Ainsi, nous avons sollicité Olivier Aïm pour diriger ce dossier d’Études Digitales, dont l’intitulé « La surveillance comme performance d’écran » correspond bien à une volonté d’aborder le contrôle comme une transformation comportementale qui nous paraît en relation avec ce que nous appelons le « geste digital ». L’écran comme surface du sensible se voit donc réinterrogé après l’écran-cinéma et les écrits d’écran. Cette approche ouvre d’ailleurs à une observation critique originale des injonctions contemporaines à la performativité, comme si le relâchement des disciplines corporelles s’accompagnait de nouvelles formes de « travail » dont la matière première serait l’expression de soi. Voilà une manière d’envisager la reconfiguration du geste et de la parole, en apportant des éclairages nouveaux au thème fondateur d’André Leroi-Gourhan.
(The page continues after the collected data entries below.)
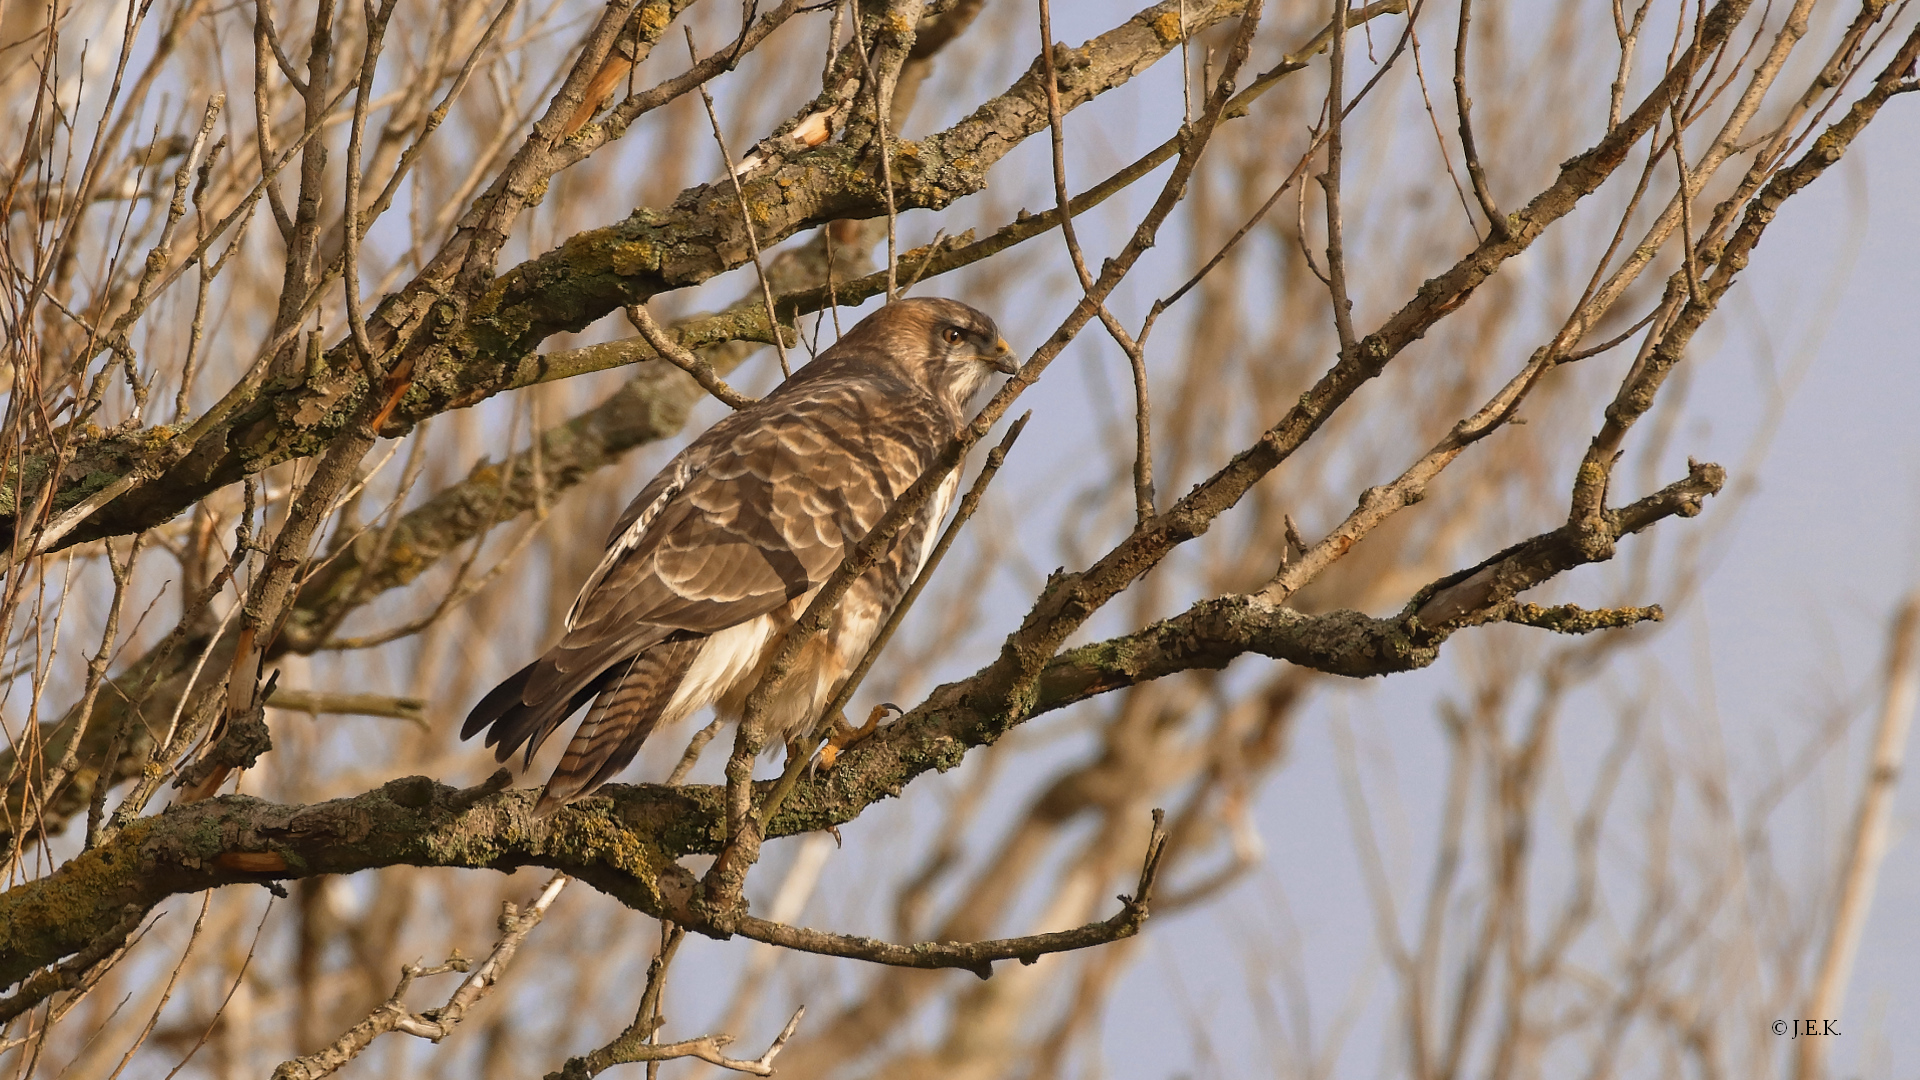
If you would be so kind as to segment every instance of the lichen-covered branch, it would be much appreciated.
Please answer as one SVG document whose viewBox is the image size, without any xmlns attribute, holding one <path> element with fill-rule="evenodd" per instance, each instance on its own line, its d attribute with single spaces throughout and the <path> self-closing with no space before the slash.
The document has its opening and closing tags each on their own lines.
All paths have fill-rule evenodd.
<svg viewBox="0 0 1920 1080">
<path fill-rule="evenodd" d="M 1447 314 L 1466 303 L 1474 290 L 1507 260 L 1538 239 L 1548 226 L 1570 213 L 1626 160 L 1629 149 L 1665 115 L 1668 106 L 1691 85 L 1693 59 L 1719 49 L 1744 15 L 1749 0 L 1720 0 L 1701 20 L 1693 42 L 1638 107 L 1593 148 L 1560 168 L 1559 176 L 1514 215 L 1504 233 L 1489 235 L 1446 272 L 1428 280 L 1415 297 L 1352 349 L 1300 396 L 1286 416 L 1250 447 L 1166 512 L 1134 529 L 1084 571 L 1055 575 L 1036 599 L 1021 627 L 1002 648 L 990 678 L 982 680 L 982 711 L 996 701 L 1031 694 L 1047 658 L 1058 651 L 1086 619 L 1118 596 L 1174 548 L 1206 532 L 1215 518 L 1236 506 L 1255 483 L 1304 445 L 1335 411 L 1377 377 L 1406 346 Z M 984 673 L 983 673 L 984 674 Z"/>
<path fill-rule="evenodd" d="M 1665 517 L 1697 513 L 1700 500 L 1723 481 L 1718 466 L 1696 466 L 1688 479 L 1614 511 L 1611 520 L 1624 535 Z M 1516 545 L 1427 590 L 1428 607 L 1445 605 L 1431 613 L 1432 622 L 1420 614 L 1426 608 L 1374 619 L 1351 611 L 1304 615 L 1254 597 L 1203 601 L 1137 633 L 1053 658 L 1030 703 L 994 700 L 996 673 L 989 666 L 934 690 L 849 750 L 832 771 L 798 784 L 767 823 L 766 835 L 851 821 L 875 802 L 897 796 L 915 777 L 958 765 L 969 749 L 996 741 L 1033 716 L 1177 672 L 1225 667 L 1249 653 L 1356 677 L 1425 667 L 1450 632 L 1441 615 L 1465 597 L 1477 597 L 1482 607 L 1450 616 L 1455 626 L 1483 612 L 1495 617 L 1495 605 L 1510 599 L 1521 582 L 1538 584 L 1584 561 L 1564 528 Z M 535 793 L 504 790 L 510 783 L 504 769 L 464 790 L 414 776 L 312 806 L 228 796 L 138 819 L 54 873 L 0 893 L 0 985 L 88 948 L 129 911 L 145 912 L 168 896 L 383 866 L 543 866 L 636 910 L 706 929 L 691 918 L 685 897 L 693 879 L 675 860 L 721 850 L 723 788 L 612 785 L 551 818 L 537 818 Z M 764 781 L 756 789 L 764 796 L 772 785 Z M 746 932 L 737 921 L 731 929 Z"/>
<path fill-rule="evenodd" d="M 855 226 L 859 231 L 865 228 Z M 847 268 L 853 258 L 843 252 L 840 267 Z M 856 270 L 863 265 L 852 262 Z M 782 251 L 768 267 L 776 287 L 781 289 L 806 287 L 824 280 L 826 272 L 824 237 Z M 703 332 L 711 333 L 715 325 L 757 310 L 757 300 L 750 298 L 727 311 L 696 316 L 678 329 L 683 339 L 690 335 L 701 340 Z M 761 321 L 764 325 L 764 316 Z M 614 343 L 615 347 L 619 345 Z M 589 346 L 575 352 L 606 348 Z M 701 356 L 716 371 L 725 373 L 757 348 L 756 339 L 743 337 L 711 345 L 701 350 Z M 568 363 L 569 357 L 562 355 L 557 362 Z M 529 448 L 499 462 L 475 465 L 465 479 L 402 514 L 384 545 L 377 543 L 378 537 L 367 535 L 332 553 L 303 584 L 266 659 L 323 648 L 334 628 L 354 611 L 389 590 L 411 584 L 489 528 L 531 510 L 537 492 L 544 490 L 547 497 L 557 497 L 620 460 L 628 450 L 679 434 L 702 394 L 699 386 L 679 371 L 662 364 L 643 365 L 600 404 L 541 432 L 537 450 Z M 214 637 L 211 627 L 202 628 L 196 622 L 179 641 L 128 662 L 109 678 L 105 691 L 98 695 L 92 722 L 81 728 L 79 767 L 68 783 L 47 793 L 37 807 L 41 827 L 58 832 L 62 823 L 86 808 L 98 785 L 104 782 L 112 787 L 142 769 L 153 750 L 152 732 L 151 725 L 138 722 L 137 716 L 158 716 L 164 727 L 165 717 L 185 690 L 196 658 L 211 649 L 208 669 L 224 670 L 232 658 L 234 639 L 231 630 Z M 131 723 L 130 713 L 137 714 Z M 72 733 L 80 727 L 77 720 L 78 714 L 70 711 L 59 720 L 41 725 L 39 737 L 49 753 L 64 753 Z M 123 731 L 126 737 L 116 743 Z M 112 760 L 107 760 L 116 747 Z M 0 775 L 13 775 L 13 762 L 10 749 L 0 750 Z M 15 777 L 8 792 L 9 805 L 19 805 L 24 781 L 25 777 Z M 21 819 L 16 815 L 0 820 L 0 839 L 8 835 L 6 821 L 13 820 Z"/>
<path fill-rule="evenodd" d="M 1062 50 L 1057 58 L 1061 107 L 1086 104 L 1177 47 L 1179 23 L 1169 18 L 1180 9 L 1193 33 L 1231 18 L 1243 6 L 1244 0 L 1163 0 L 1077 49 Z M 608 31 L 609 40 L 618 29 Z M 980 191 L 1001 158 L 1046 127 L 1038 67 L 953 127 L 919 142 L 896 140 L 890 158 L 899 209 L 937 210 Z M 587 79 L 580 81 L 584 93 Z M 875 174 L 868 150 L 828 143 L 742 177 L 760 241 L 772 245 L 829 221 L 882 216 L 887 185 Z M 56 513 L 136 470 L 143 482 L 79 522 L 56 546 L 149 528 L 247 473 L 318 453 L 370 393 L 392 398 L 381 430 L 395 435 L 429 416 L 523 385 L 523 363 L 548 337 L 583 329 L 662 292 L 697 285 L 745 265 L 750 255 L 731 185 L 707 184 L 683 192 L 665 209 L 643 207 L 618 224 L 573 236 L 479 283 L 471 293 L 403 289 L 368 316 L 377 340 L 405 335 L 386 349 L 394 357 L 393 370 L 379 387 L 355 366 L 352 350 L 343 343 L 314 370 L 265 379 L 218 422 L 202 425 L 206 430 L 191 446 L 173 445 L 181 431 L 167 427 L 85 443 L 62 474 L 52 503 Z M 764 315 L 758 321 L 764 323 Z M 694 348 L 708 342 L 682 344 Z M 39 483 L 49 464 L 29 459 L 17 466 L 24 487 Z M 68 481 L 68 475 L 79 479 Z M 15 514 L 0 495 L 0 530 L 12 531 Z"/>
</svg>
En écho avec la thématique du dossier les Varia présentent deux aspects qui sont proches de la capture des gestes et du rôle majeur des interfaces aujourd’hui. Le premier texte, de Fabien Lebrun, présente l’extractivisme comme un passage d’une exploitation des terres rares dans les pays pauvres à l’exploitation du terreau cognitif, base d’une prétendue « société de la connaissance » dans les pays riches. Le second texte, de Michaël Crevoisier, revient sur un entretien qu’il a mené avec Bernard Stiegler et publié après la disparition de ce dernier. Tel un post-scriptum, il aborde l’épreuve de la technique dans sa dimension tragique, dimension qui s’inscrit dans la philosophie singulière de Stiegler dont les travaux sont fondateurs pour notre revue.